Only a few days earlier I had said to my run buddies that those things are ankle breakers. I was two weeks out from my return to racing and needed to not do anything stupid, as we say.
It had been two years — thanks mainly to COVID — since I had raced, the last time being the 2019 Reading Hospital Road Run half-marathon. I had picked this year’s version of the half-marathon to get back into the local running scene.
You get a sense where this is heading, right?
I had my headlamp on, as I had for the past couple of weeks. I even took the added precaution of wearing my lighted safety vest.
I had successfully navigated a short section of the path from Museum Road to Old Wyomissing Road.
I wasn’t declaring victory, still keeping an eye out for anything that would be a problem.
I had passed the couple I usually see walking at that early morning hour and had reached the 1-mile mark of my run.
And then.
I didn’t see it, but I sure felt it.
My left foot came down on a nut. My foot rolled over.
I heard a snap. The nut? My ankle?
I immediately felt pain in my foot.
No shooting pain from my ankle like I’ve felt before.
This was different.
Several rounds of my not-so-family-friendly language went unheard in the solitude.
There was no thought of continuing my run. In that moment I knew this wasn’t something I was going to be able to run through.
Another round of exclamations and I was hobbling back to the house, pushed by endorphins and adrenaline.
Those natural painkillers were wearing thin when I got home and went straight to the freezer for the ice bag.
The 20-minute ice job only seemed to tighten my foot, which wasn’t yet showing any signs of trauma.
I got ready for work, arriving at the office a little more than an hour after the incident — the 10-minute drive was just long enough for things to really seize up.
I spent the day in the office with my shoe off and foot elevated, periodically icing it.
My wife got a ride to the office to drive me home because there was no way my swollen left foot was going to work the clutch on the Jeep.
I borrowed a pair of crutches from one of my running buddies who is a physical therapist.
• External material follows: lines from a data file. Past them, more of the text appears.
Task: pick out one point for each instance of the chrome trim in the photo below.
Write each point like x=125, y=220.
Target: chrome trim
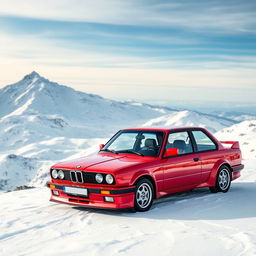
x=75, y=175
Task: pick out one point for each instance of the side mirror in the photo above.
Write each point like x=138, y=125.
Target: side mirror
x=171, y=152
x=101, y=146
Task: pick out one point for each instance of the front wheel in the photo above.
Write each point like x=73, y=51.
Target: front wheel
x=143, y=195
x=223, y=180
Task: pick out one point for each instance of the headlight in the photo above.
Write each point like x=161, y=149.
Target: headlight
x=54, y=174
x=61, y=175
x=109, y=179
x=99, y=178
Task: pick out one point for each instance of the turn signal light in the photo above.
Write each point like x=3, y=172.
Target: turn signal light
x=105, y=192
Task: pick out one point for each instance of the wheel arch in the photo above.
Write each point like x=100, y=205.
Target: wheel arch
x=215, y=169
x=146, y=175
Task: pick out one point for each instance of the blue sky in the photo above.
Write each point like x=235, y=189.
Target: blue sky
x=161, y=51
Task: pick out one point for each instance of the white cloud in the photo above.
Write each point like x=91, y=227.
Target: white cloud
x=215, y=15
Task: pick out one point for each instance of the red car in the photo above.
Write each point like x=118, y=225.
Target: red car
x=137, y=166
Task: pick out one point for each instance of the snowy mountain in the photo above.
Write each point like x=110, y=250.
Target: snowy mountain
x=42, y=122
x=190, y=118
x=245, y=133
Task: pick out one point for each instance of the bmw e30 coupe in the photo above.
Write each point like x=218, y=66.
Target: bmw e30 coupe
x=139, y=165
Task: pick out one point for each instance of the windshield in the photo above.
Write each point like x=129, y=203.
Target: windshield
x=143, y=143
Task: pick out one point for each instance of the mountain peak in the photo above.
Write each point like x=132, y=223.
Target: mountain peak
x=32, y=75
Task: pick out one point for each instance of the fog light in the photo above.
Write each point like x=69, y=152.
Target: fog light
x=109, y=199
x=105, y=192
x=55, y=192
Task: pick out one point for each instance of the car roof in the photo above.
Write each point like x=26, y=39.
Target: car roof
x=165, y=129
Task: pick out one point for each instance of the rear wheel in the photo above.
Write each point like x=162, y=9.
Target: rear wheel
x=144, y=194
x=223, y=180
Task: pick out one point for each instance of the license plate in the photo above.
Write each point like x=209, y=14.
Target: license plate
x=76, y=191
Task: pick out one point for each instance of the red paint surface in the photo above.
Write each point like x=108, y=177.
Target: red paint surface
x=169, y=175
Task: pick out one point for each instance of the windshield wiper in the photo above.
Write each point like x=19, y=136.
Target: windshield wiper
x=130, y=151
x=109, y=150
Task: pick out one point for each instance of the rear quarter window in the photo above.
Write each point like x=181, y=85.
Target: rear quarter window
x=203, y=141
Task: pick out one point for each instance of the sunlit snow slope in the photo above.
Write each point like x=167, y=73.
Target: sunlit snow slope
x=42, y=122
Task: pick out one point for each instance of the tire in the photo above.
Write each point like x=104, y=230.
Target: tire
x=144, y=194
x=223, y=180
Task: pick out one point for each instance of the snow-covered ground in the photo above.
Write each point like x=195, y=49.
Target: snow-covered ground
x=190, y=223
x=42, y=122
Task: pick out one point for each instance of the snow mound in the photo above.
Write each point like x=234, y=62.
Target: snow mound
x=43, y=122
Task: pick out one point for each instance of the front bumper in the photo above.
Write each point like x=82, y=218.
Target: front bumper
x=122, y=197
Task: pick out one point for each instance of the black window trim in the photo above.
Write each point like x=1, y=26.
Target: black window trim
x=206, y=134
x=137, y=131
x=178, y=131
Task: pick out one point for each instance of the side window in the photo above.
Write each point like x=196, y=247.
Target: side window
x=147, y=137
x=203, y=142
x=181, y=141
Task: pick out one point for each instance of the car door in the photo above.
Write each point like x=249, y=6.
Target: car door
x=183, y=170
x=207, y=150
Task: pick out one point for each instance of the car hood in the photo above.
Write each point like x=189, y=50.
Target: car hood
x=103, y=162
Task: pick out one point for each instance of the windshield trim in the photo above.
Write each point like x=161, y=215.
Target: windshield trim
x=135, y=131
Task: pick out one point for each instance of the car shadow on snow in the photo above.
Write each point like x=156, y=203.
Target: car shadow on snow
x=198, y=204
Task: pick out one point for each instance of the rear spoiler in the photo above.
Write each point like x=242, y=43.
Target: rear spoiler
x=235, y=144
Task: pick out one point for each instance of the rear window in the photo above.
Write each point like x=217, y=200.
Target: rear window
x=203, y=141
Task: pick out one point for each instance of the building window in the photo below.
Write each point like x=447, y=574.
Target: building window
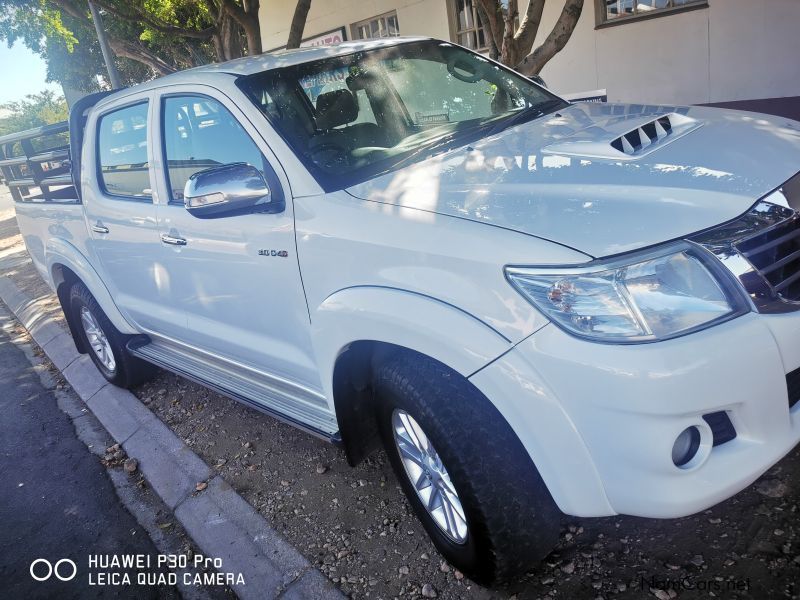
x=468, y=26
x=377, y=27
x=610, y=11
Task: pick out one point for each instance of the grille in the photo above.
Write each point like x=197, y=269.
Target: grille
x=775, y=253
x=721, y=427
x=793, y=387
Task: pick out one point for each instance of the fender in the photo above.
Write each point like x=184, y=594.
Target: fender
x=60, y=251
x=403, y=318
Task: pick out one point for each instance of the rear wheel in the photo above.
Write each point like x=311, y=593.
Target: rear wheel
x=103, y=342
x=464, y=471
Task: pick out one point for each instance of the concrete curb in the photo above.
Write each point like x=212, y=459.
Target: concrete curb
x=221, y=523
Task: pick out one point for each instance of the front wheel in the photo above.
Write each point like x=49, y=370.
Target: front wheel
x=103, y=342
x=464, y=471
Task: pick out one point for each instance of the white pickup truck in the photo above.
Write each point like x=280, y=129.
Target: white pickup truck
x=539, y=307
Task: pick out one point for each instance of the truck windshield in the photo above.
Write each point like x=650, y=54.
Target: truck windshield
x=355, y=116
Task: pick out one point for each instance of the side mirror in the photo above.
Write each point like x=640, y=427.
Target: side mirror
x=234, y=189
x=538, y=80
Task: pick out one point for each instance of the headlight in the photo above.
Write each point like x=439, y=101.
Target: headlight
x=642, y=298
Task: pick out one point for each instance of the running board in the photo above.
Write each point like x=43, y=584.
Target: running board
x=291, y=404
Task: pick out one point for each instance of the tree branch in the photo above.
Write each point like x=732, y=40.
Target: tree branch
x=508, y=50
x=140, y=16
x=493, y=12
x=140, y=54
x=298, y=23
x=559, y=36
x=526, y=34
x=247, y=17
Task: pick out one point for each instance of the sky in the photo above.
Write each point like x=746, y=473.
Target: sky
x=23, y=73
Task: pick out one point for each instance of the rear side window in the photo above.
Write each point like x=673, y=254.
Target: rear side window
x=199, y=133
x=122, y=152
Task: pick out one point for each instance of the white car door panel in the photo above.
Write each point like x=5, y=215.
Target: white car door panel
x=236, y=277
x=121, y=216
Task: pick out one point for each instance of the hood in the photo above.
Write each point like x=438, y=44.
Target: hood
x=605, y=178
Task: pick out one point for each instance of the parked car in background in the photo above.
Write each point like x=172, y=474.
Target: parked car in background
x=537, y=307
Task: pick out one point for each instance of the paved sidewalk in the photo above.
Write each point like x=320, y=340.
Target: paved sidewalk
x=221, y=523
x=57, y=501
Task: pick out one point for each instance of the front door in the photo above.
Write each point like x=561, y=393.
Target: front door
x=236, y=277
x=121, y=215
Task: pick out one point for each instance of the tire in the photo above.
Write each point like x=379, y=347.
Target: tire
x=512, y=521
x=106, y=349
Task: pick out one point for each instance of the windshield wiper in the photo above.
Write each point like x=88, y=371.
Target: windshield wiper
x=526, y=114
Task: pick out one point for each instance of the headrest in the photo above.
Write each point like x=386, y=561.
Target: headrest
x=336, y=107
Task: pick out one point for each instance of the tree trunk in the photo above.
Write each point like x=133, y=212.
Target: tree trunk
x=298, y=23
x=247, y=17
x=562, y=31
x=494, y=52
x=140, y=54
x=508, y=54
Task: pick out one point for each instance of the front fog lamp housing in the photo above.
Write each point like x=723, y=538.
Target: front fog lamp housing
x=638, y=298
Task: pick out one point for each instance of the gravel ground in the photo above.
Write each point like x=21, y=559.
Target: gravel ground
x=355, y=525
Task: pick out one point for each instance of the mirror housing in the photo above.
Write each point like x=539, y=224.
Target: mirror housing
x=228, y=190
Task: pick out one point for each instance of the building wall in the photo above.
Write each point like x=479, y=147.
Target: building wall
x=732, y=50
x=416, y=17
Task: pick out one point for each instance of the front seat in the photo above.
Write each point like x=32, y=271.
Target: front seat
x=340, y=107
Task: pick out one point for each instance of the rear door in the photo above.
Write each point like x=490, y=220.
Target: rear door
x=121, y=213
x=236, y=277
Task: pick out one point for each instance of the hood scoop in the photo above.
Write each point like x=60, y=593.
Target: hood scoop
x=639, y=141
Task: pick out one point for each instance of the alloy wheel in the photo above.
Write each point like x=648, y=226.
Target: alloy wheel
x=428, y=475
x=97, y=340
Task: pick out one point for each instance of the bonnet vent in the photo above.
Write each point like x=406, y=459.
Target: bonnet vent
x=639, y=139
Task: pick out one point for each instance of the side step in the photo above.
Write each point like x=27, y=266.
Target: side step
x=278, y=398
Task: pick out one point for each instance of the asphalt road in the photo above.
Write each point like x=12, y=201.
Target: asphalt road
x=57, y=500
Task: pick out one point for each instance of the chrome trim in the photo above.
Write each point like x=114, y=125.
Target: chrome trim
x=773, y=211
x=270, y=393
x=172, y=241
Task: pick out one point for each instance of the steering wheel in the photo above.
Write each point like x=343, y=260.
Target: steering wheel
x=329, y=155
x=463, y=75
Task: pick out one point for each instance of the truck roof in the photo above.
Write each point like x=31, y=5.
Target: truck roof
x=249, y=65
x=284, y=58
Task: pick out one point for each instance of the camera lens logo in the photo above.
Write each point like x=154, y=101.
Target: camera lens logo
x=64, y=569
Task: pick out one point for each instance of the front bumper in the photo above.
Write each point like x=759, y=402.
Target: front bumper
x=600, y=421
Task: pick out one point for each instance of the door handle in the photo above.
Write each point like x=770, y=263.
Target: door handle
x=173, y=241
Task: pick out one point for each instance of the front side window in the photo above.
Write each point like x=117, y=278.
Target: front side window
x=354, y=116
x=122, y=152
x=199, y=133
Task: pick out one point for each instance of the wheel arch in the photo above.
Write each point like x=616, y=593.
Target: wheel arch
x=356, y=329
x=66, y=265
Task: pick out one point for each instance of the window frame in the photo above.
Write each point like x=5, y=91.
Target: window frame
x=354, y=27
x=452, y=17
x=270, y=177
x=101, y=183
x=601, y=21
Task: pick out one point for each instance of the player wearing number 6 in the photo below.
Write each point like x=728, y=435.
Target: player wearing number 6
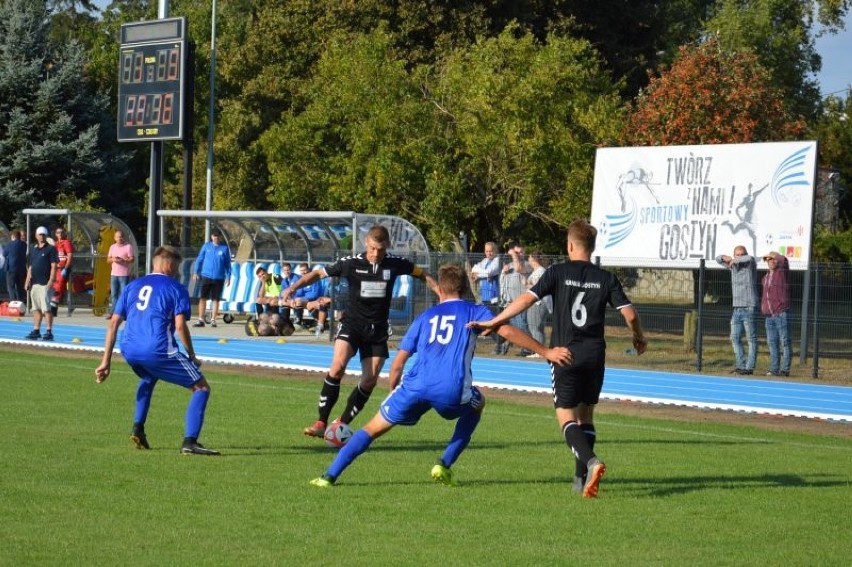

He suggested — as my wife had — that X-rays probably would be a good idea.
After three hours at an urgent care center, I got wheeled out with my foot splinted and a set of X-rays confirming that I had broken a bone at the base of my fifth metatarsal and would need to see an orthopedic doctor.
Wednesday morning, between juggling a long-dormant laptop that had issues connecting to the office and figuring out what I could and couldn’t do for myself, I got an appointment with the doctor.
The good news was the break was clean and nondisplaced, so I would be spending three weeks in a walking boot while on crutches followed by another three weeks in just the walking boot.
This will be a real test for me. And my wife.
I’ve never been laid up with those kinds of restrictions. Far shorter periods of forced inactivity have tested my inner calm because I don’t sit well for long periods. I’d rather be running, biking or walking.
It also means I’ll be working at home for a bit.
I’m a latecomer to that whole setup.
The irony is that during the pandemic I continued to work from the newspaper office downtown, refusing to work at home, and took every precaution against the coronavirus.
Now a random nut has left me homebound.